[go: up one dir, main page]
More Web Proxy on the site http://driver.im/

JP3488626B2 - Video division method, apparatus and recording medium recording video division program - Google Patents

Video division method, apparatus and recording medium recording video division program

Info

Publication number
JP3488626B2
JP3488626B2 JP06816098A JP6816098A JP3488626B2 JP 3488626 B2 JP3488626 B2 JP 3488626B2 JP 06816098 A JP06816098 A JP 06816098A JP 6816098 A JP6816098 A JP 6816098A JP 3488626 B2 JP3488626 B2 JP 3488626B2
Authority
JP
Japan
Prior art keywords
video
sound information
image
voice
music
Prior art date
Legal status (The legal status is an assumption and is not a legal conclusion. Google has not performed a legal analysis and makes no representation as to the accuracy of the status listed.)
Expired - Lifetime
Application number
JP06816098A
Other languages
Japanese (ja)
Other versions
JPH11266428A (en
Inventor
憲一 南
明人 阿久津
佳伸 外村
Current Assignee (The listed assignees may be inaccurate. Google has not performed a legal analysis and makes no representation or warranty as to the accuracy of the list.)
Nippon Telegraph and Telephone Corp
Original Assignee
Nippon Telegraph and Telephone Corp
Priority date (The priority date is an assumption and is not a legal conclusion. Google has not performed a legal analysis and makes no representation as to the accuracy of the date listed.)
Filing date
Publication date
Application filed by Nippon Telegraph and Telephone Corp filed Critical Nippon Telegraph and Telephone Corp
Priority to JP06816098A priority Critical patent/JP3488626B2/en
Publication of JPH11266428A publication Critical patent/JPH11266428A/en
Application granted granted Critical
Publication of JP3488626B2 publication Critical patent/JP3488626B2/en
Anticipated expiration legal-status Critical
Expired - Lifetime legal-status Critical Current

Links

Landscapes

  • Electrophonic Musical Instruments (AREA)
  • Television Signal Processing For Recording (AREA)

Description

【発明の詳細な説明】Detailed Description of the Invention

【0001】[0001]

【発明の属する技術分野】本発明は、映像に含まれる音
情報の背景音を解析し、その特徴量の類似性に基づいて
映像を分割する映像分割方法、装置および映像分割プロ
グラムを記録した記録媒体に関する。
BACKGROUND OF THE INVENTION 1. Field of the Invention The present invention analyzes a background sound of sound information contained in a video and records the video splitting method, device and video splitting program for splitting the video based on the similarity of their feature amounts. Regarding the medium.

【0002】[0002]

【従来の技術】映像を分割する方法には主に画像情報を
用いるものがあり、例えば、カメラの切り替わりである
カット点を検出し、映像をショットに分割するものがあ
る。
2. Description of the Related Art Some methods of dividing an image mainly use image information. For example, there is a method of detecting a cut point at which a camera is switched and dividing the image into shots.

【0003】[0003]

【発明が解決しようとする課題】カット点を検出する方
法を用いて画像情報を分割するようにした技術の応用例
として、ショットの先頭画像をそのショットを表す代表
的な静止画像(代表画像)として空間的に並べて表示
し、映像の内容を一覧できるようにした映像表現方法が
あるが、カット点は頻繁に存在するため、長時間の映像
を対象とした場合には、代表画像の数が増えすぎてしま
うという問題があった。代表画像の数を減らすために
は、映像をより大まかに分割する必要がある。
As an application example of a technique for dividing image information by using a method of detecting a cut point, a leading still image of a shot is a typical still image (representative image) representing the shot.

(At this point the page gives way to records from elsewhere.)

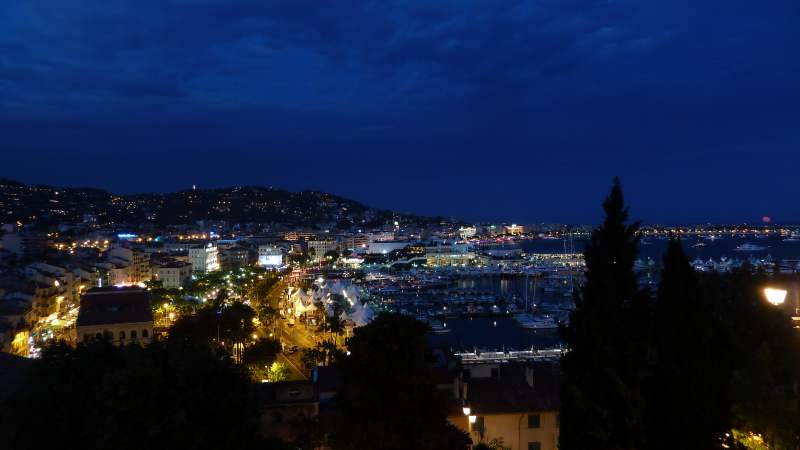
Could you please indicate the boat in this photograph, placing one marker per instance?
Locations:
(532, 322)
(794, 237)
(439, 327)
(748, 247)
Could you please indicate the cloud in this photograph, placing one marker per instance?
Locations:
(584, 85)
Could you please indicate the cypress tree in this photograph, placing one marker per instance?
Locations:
(604, 373)
(679, 395)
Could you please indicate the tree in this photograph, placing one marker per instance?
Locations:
(686, 374)
(262, 353)
(325, 354)
(603, 398)
(278, 372)
(98, 396)
(388, 399)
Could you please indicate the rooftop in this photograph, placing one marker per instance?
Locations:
(114, 305)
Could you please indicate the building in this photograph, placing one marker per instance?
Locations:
(517, 402)
(27, 245)
(514, 229)
(204, 258)
(385, 247)
(121, 315)
(467, 232)
(234, 257)
(173, 274)
(320, 247)
(299, 235)
(449, 255)
(284, 405)
(270, 256)
(137, 261)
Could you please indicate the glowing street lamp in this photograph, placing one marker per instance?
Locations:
(775, 296)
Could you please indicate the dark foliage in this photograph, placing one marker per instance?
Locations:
(605, 373)
(162, 396)
(387, 399)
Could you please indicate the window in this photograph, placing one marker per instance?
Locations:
(479, 425)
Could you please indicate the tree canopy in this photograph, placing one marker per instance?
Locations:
(98, 396)
(387, 399)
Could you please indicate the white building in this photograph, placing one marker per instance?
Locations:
(172, 275)
(270, 256)
(467, 232)
(384, 247)
(321, 247)
(204, 259)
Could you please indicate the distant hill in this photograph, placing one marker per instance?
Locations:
(248, 204)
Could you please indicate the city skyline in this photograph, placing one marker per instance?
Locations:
(431, 109)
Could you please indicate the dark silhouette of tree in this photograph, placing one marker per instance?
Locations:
(606, 368)
(387, 399)
(686, 378)
(325, 354)
(263, 352)
(98, 396)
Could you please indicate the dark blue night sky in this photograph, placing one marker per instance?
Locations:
(515, 110)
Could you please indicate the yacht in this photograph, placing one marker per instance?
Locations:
(748, 247)
(794, 237)
(439, 327)
(532, 322)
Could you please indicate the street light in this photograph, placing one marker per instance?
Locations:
(775, 296)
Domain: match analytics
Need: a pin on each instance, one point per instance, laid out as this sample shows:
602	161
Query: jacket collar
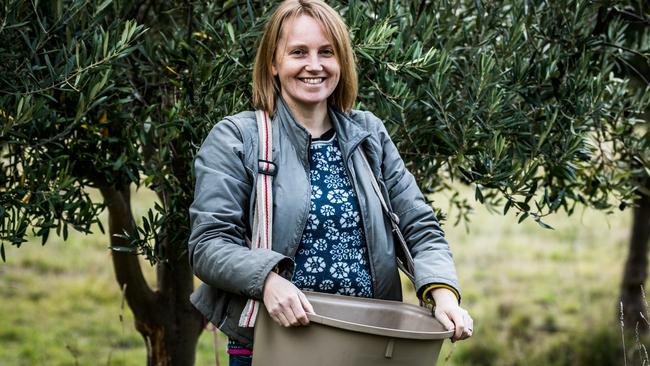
348	132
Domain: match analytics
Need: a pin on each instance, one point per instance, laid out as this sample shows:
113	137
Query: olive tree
524	100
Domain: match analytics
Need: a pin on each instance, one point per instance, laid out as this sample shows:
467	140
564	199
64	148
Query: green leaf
231	32
543	224
523	217
123	249
478	195
102	6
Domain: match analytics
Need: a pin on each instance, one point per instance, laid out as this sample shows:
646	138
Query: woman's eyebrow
302	44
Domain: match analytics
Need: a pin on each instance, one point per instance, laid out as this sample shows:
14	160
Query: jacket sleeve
432	256
218	252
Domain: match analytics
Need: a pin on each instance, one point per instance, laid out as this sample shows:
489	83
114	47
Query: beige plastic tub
350	331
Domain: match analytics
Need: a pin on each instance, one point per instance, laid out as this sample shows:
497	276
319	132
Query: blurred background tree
539	105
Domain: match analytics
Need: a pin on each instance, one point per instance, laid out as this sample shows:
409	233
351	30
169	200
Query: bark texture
165	317
636	268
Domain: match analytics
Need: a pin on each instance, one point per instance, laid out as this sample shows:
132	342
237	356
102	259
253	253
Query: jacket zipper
305	161
363	218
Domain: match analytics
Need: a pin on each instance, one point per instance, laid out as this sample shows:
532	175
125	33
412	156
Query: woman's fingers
459	323
285	302
298	312
305	303
458	320
444	319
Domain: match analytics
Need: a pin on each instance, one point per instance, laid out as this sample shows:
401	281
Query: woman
329	232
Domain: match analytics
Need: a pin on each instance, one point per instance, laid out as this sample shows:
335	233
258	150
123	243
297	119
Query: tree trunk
636	267
166	319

There is a video expression method that allows you to view the contents of the video by displaying them side by side, but since there are frequent cut points, the number of representative images is long when a long video is targeted. There was a problem that it would increase too much. In order to reduce the number of representative images, it is necessary to divide the video more roughly.

【0004】映像製作の観点から、ショットの集合はシ
ーンであり、当該シーンをとらえて映像を分割すること
も考えられるが、通常シーンは同じ場面のつながりであ
り、自動的に分割することは困難であった。
From the viewpoint of image production, a set of shots is a scene, and it is possible to divide the image by capturing the scene, but a normal scene is a connection of the same scenes, and it is difficult to automatically divide it. Met.

【0005】本発明は、同じ場面では背景音が類似する
可能性が高いという特徴を利用し、映像を大まかに分割
するようにすることを目的としている。
An object of the present invention is to roughly divide an image by utilizing the characteristic that background sounds are likely to be similar in the same scene.

【0006】[0006]

【課題を解決するための手段】上記目的を達成するた
め、本発明においては、映像を入力し、入力された映像
を蓄積し、映像の音情報から音楽および音声を検出し、
音情報のうち、音楽および音声を含まない区間に対して
当該音情報について周波数解析して時間平均スペクトル
を求めた特徴量を抽出し、抽出された特徴量の相互の相
関を求めた類似度を算出し、類似度が高い区間およびそ
の区間に挟まれた音情報を含む映像を1つのまとまりの
ある区間とみなしてセグメントとして分割することによ
り、大まかに映像を分割するようにしている。
In order to achieve the above object, in the present invention, an image is inputted, the inputted image is accumulated, and music and voice are detected from sound information of the image,
For sections of sound information that do not include music and voice
Frequency average of the sound information and time-averaged spectrum
The extracted feature quantity is extracted, and the mutual phase of the extracted feature quantity
The degree of similarity obtained by calculating the relationship is calculated, and an image including a section with a high degree of similarity and sound information sandwiched between the sections is combined into one unit.
The video is roughly divided by dividing it as a segment by regarding it as a certain section .

【0007】[0007]

【0008】[0008]

【発明の実施の形態】以下に、本発明の実施例について
図面を参照して説明する。図1は、本発明の一実施形態
の映像分割装置の概略構成を示すブロック図である。本
実施形態の映像分割装置は、映像を入力する映像入力部
101と、映像を蓄積する映像蓄積部102と、音楽を
検出する音楽検出部103と、音声を検出する音声検出
部104と、音楽および音声を含まない区間に対して、
特徴量を抽出する特徴抽出部105と、抽出された特徴
量の類似度を算出し、類似度が高い区間およびその区間
に挟まれた音情報を含む映像を1つのセグメントとして
分割する映像分割部106から構成されている。
BEST MODE FOR CARRYING OUT THE INVENTION Embodiments of the present invention will be described below with reference to the drawings. FIG. 1 is a block diagram showing a schematic configuration of a video division device according to an embodiment of the present invention. The video division device of the present embodiment includes a video input unit 101 for inputting a video, a video storage unit 102 for storing a video, a music detection unit 103 for detecting music, a voice detection unit 104 for detecting voice, and a music detection unit 104. And for the section that does not include voice,
A feature extraction unit 105 that extracts a feature amount, and a video division unit that calculates a similarity between the extracted feature amounts and divides a video including a section with high similarity and sound information sandwiched between the sections as one segment. It is composed of 106.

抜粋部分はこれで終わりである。